La onlus che fa assistenza domiciliare ai malati oncologici, raccoglie fondi per pagare infermieri e medici che hanno contratti con l’ente, una mensa per indigenti può anche avere una convenzione con un ente locale per pagare parte delle spese come l’acquisto di generi alimentari, in un ospizio gestito anche da religiose ci possono essere contratti di lavoro per il personale ausiliare, un asilo non statale ha le rette e servono per pagare gli insegnanti. Tutte azioni commerciali eppure fatte da non profit.

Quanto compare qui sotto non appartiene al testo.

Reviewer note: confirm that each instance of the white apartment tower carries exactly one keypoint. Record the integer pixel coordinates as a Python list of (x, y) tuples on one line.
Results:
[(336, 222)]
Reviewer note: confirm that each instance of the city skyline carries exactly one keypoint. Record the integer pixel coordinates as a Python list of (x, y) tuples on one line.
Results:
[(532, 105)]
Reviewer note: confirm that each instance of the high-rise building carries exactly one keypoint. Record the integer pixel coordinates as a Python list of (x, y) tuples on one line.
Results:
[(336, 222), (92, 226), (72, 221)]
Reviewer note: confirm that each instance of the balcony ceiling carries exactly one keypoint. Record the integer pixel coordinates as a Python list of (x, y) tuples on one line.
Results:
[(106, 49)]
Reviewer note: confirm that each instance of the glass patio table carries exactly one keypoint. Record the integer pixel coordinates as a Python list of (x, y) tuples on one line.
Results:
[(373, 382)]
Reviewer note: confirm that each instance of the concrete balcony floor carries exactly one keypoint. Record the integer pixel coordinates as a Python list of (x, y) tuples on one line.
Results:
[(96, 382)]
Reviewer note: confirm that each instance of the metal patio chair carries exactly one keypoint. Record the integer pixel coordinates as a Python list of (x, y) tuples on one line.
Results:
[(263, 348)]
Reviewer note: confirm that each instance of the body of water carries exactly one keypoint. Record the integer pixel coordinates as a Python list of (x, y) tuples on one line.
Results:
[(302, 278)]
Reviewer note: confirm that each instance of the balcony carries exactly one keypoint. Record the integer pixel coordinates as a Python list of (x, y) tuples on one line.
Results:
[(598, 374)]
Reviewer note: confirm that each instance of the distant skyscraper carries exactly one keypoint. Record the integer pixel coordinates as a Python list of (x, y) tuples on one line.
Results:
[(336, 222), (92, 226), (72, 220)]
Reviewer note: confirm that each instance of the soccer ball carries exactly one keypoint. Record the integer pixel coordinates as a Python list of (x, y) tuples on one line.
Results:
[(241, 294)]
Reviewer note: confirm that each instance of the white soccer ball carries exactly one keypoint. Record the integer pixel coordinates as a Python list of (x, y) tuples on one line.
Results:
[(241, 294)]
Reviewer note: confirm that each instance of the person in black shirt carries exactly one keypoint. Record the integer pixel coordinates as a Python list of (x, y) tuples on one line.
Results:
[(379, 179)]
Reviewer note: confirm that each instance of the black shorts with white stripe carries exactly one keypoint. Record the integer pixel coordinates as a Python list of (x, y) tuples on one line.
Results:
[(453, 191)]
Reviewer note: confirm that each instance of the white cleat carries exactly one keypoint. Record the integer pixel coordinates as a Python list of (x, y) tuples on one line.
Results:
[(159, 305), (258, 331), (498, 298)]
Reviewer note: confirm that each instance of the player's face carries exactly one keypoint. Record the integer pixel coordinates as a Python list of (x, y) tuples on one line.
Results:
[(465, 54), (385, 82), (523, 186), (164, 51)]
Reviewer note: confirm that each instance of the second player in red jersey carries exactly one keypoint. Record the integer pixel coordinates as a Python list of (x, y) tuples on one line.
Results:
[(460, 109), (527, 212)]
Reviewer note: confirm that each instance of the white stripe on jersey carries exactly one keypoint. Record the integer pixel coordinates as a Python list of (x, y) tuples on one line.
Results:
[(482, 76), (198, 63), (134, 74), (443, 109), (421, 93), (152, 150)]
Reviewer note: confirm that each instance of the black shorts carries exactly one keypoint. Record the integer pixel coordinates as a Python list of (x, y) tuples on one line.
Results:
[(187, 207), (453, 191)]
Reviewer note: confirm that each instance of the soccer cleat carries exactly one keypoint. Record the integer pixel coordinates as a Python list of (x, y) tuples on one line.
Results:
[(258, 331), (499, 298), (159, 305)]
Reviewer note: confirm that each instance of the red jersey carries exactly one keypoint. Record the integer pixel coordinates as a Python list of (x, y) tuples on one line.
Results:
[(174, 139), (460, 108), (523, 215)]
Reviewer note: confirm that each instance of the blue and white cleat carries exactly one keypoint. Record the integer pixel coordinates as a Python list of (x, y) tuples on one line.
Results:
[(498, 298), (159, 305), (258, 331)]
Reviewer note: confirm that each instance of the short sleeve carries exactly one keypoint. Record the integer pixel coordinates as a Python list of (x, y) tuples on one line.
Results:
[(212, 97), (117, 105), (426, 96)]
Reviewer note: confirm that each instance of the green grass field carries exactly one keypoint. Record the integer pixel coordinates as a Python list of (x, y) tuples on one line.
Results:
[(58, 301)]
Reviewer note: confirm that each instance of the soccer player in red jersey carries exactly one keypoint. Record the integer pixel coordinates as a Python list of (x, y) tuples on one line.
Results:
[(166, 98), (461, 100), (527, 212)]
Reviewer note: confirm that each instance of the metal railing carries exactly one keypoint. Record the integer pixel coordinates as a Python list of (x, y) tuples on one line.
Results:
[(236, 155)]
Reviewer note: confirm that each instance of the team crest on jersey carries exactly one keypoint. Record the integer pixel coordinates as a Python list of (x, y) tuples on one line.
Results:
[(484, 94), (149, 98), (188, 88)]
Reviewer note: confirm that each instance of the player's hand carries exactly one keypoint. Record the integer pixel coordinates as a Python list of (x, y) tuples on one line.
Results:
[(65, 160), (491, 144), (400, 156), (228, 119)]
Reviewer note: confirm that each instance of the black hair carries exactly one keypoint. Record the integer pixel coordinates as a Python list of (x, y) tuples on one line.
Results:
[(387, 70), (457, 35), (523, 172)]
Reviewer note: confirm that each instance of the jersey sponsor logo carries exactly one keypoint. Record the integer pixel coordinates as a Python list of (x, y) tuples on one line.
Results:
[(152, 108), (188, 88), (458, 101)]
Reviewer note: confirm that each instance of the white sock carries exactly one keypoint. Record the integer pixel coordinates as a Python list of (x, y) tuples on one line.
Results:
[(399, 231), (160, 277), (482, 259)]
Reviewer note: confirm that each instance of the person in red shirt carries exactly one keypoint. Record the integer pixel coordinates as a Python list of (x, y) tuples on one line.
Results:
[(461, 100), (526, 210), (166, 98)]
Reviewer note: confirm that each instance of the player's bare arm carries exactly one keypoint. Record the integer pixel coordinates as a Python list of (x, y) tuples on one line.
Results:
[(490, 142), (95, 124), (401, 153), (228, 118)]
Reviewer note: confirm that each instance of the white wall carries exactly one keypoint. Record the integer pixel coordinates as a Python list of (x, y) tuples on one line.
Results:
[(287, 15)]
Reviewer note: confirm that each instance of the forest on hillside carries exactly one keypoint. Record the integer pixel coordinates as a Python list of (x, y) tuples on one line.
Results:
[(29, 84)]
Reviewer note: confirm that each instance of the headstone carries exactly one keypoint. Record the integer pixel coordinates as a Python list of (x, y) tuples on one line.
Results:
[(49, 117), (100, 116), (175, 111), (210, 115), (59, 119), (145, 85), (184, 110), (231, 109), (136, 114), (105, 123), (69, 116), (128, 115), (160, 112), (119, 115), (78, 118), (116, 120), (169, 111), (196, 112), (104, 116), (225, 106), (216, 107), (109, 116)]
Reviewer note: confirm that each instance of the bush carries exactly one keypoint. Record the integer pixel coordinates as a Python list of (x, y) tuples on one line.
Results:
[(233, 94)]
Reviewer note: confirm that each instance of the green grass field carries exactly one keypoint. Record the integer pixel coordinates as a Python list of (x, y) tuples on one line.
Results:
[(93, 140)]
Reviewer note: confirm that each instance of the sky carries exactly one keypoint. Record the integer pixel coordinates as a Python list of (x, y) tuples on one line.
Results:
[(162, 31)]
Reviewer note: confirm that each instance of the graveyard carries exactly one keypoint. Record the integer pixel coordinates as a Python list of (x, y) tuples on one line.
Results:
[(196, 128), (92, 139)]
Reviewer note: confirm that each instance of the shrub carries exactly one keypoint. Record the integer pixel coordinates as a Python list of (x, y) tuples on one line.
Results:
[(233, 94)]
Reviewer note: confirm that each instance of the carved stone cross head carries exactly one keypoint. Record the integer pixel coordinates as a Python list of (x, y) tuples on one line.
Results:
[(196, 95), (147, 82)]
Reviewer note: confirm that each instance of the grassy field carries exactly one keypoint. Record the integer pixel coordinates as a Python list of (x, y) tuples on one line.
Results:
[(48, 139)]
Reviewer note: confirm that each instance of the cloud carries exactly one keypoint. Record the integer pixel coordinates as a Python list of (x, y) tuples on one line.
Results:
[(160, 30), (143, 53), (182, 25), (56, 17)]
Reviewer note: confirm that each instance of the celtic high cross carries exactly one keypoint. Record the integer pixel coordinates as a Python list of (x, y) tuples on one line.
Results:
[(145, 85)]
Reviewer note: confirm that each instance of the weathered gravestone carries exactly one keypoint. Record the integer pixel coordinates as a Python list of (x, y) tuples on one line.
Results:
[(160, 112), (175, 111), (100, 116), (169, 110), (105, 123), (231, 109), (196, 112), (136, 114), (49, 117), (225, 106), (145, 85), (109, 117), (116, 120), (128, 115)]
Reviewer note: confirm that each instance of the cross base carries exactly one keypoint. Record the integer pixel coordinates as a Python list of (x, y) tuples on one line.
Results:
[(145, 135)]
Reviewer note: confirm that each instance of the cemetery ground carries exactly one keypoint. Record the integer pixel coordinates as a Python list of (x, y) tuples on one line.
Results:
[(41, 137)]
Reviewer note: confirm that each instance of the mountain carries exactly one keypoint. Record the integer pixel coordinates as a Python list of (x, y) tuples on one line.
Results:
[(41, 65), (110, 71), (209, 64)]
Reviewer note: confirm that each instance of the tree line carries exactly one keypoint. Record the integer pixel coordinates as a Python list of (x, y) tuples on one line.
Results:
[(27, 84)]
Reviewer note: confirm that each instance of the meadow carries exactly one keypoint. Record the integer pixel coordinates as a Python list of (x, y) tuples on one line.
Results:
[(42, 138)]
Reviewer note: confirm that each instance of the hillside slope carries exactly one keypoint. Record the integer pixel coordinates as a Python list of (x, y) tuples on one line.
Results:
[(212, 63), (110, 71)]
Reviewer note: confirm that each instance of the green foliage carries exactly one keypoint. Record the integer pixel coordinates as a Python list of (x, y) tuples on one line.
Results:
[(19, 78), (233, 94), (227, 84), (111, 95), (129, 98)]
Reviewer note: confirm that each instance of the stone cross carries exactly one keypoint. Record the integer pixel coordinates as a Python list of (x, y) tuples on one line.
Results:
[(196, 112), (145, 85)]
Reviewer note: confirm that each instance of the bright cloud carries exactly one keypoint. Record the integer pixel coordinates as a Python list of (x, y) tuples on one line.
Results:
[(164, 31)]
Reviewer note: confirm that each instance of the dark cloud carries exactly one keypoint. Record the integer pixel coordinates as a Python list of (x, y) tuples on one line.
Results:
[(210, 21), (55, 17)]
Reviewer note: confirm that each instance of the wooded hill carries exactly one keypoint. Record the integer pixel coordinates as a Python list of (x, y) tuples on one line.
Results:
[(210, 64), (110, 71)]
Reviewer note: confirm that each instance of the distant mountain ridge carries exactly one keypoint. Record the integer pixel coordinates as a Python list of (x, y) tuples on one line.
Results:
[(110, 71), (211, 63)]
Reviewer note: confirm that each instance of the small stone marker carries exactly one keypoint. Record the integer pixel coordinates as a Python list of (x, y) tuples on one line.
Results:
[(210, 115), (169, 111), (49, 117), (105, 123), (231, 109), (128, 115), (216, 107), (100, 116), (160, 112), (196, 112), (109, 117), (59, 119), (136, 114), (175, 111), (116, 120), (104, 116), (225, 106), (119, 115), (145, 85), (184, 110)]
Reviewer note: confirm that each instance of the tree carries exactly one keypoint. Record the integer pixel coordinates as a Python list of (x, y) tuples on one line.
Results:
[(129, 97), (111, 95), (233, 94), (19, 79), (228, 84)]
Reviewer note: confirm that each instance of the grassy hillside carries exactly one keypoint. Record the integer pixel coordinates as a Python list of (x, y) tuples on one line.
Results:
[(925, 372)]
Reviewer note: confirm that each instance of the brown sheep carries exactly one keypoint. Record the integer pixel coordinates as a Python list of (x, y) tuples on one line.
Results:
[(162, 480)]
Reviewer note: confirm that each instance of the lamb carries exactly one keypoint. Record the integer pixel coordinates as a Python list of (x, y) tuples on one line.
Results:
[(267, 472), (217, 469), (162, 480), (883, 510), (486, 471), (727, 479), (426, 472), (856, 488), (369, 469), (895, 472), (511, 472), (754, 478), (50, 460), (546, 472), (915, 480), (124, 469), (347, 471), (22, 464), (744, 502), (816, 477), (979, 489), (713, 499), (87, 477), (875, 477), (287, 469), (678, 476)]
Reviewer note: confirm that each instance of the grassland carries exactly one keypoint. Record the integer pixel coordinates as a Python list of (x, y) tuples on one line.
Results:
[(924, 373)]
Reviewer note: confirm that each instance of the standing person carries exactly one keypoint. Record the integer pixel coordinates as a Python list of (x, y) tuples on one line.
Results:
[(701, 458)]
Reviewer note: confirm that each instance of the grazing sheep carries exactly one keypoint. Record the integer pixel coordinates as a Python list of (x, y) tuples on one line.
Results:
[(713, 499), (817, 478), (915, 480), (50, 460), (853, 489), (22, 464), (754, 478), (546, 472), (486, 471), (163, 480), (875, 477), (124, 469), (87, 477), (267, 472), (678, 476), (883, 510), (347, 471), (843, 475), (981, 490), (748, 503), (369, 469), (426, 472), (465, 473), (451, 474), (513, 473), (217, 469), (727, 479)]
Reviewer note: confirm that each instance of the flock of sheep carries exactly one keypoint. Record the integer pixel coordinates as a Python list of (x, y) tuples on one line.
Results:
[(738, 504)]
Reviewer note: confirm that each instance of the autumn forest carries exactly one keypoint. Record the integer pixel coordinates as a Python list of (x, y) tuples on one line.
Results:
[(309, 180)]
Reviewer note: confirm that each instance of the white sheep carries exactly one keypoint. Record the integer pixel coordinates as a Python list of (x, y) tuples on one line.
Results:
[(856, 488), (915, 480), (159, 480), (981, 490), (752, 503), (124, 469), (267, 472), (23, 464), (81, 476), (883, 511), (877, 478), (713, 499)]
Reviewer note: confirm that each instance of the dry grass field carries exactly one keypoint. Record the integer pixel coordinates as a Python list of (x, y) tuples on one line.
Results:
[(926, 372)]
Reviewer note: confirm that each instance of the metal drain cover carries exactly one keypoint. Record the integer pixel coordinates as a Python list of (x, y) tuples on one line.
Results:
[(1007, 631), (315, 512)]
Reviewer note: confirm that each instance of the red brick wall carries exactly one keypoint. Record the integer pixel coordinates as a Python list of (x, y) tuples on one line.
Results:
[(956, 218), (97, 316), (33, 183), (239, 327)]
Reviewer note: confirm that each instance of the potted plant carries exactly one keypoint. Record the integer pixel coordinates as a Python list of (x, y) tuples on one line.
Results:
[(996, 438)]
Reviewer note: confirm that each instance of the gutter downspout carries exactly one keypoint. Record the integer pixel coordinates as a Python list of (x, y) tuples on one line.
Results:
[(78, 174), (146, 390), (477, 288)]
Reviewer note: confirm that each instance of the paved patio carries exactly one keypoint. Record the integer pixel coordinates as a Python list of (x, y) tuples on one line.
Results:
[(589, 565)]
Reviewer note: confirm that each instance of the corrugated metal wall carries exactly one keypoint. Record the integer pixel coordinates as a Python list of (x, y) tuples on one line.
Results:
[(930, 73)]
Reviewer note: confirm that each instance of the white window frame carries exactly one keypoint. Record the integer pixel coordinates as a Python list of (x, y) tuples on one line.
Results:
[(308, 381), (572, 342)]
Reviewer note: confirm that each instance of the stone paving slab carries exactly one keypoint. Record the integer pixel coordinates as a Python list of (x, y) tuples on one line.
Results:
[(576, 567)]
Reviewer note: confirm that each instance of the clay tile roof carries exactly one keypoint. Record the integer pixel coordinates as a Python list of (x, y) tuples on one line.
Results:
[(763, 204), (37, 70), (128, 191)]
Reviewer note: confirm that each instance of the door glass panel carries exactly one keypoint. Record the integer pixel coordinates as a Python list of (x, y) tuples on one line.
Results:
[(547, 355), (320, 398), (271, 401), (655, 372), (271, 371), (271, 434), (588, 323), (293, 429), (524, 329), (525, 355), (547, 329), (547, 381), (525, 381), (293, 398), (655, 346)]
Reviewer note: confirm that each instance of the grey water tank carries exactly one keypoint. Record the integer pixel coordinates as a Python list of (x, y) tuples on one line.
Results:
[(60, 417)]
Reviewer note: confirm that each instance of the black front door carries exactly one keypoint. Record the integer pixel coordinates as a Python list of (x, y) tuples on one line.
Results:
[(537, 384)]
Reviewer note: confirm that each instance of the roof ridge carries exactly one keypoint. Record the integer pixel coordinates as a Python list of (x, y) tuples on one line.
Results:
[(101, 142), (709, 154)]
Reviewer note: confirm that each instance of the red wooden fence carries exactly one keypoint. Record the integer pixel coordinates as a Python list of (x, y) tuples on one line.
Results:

Poi non capisco perché si continua a scrivere che l’emendamento è fatto per i beni della Chiesa. Ricordo che non pagano l’Ici o l’Imu i beni delle confessioni religiose che hanno stipulato con lo Stato un concordato e tutte le non profit, le fondazioni e quindi anche partiti e sindacati. Che sia chiaro, l’emendamento del Governo se cambia la legge non la cambia alle opere che nascono dalla Chiesa cattolica ma modificherà la norma per tutti. Dico questo perchè sono assolutamente convinto che tutto l’argomento è nato contro la Chiesa cattolica e non certo contro partiti, sindacati e circoli Arci.

Io invece continuo a difendere il principio che è contenuto nella legge del 1992 che istituì le esenzioni Ici, prevedendola anche per gli enti non profit. Chi svolge attività senza fini di lucro ha diritto all’esenzione perché svolge attività pubblica cioè per tutti. Io continuo a difendere l’esenzione per tutti anche per i circoli Arci che hanno la pizzeria e fanno quindi attività commerciale, ma quell’attività serve per far rimanere aperto tutto il circolo, dove si fanno ancora discussioni politiche, sempre che a sinistra ci sia ancora qualcuno che voglia discutere di politica.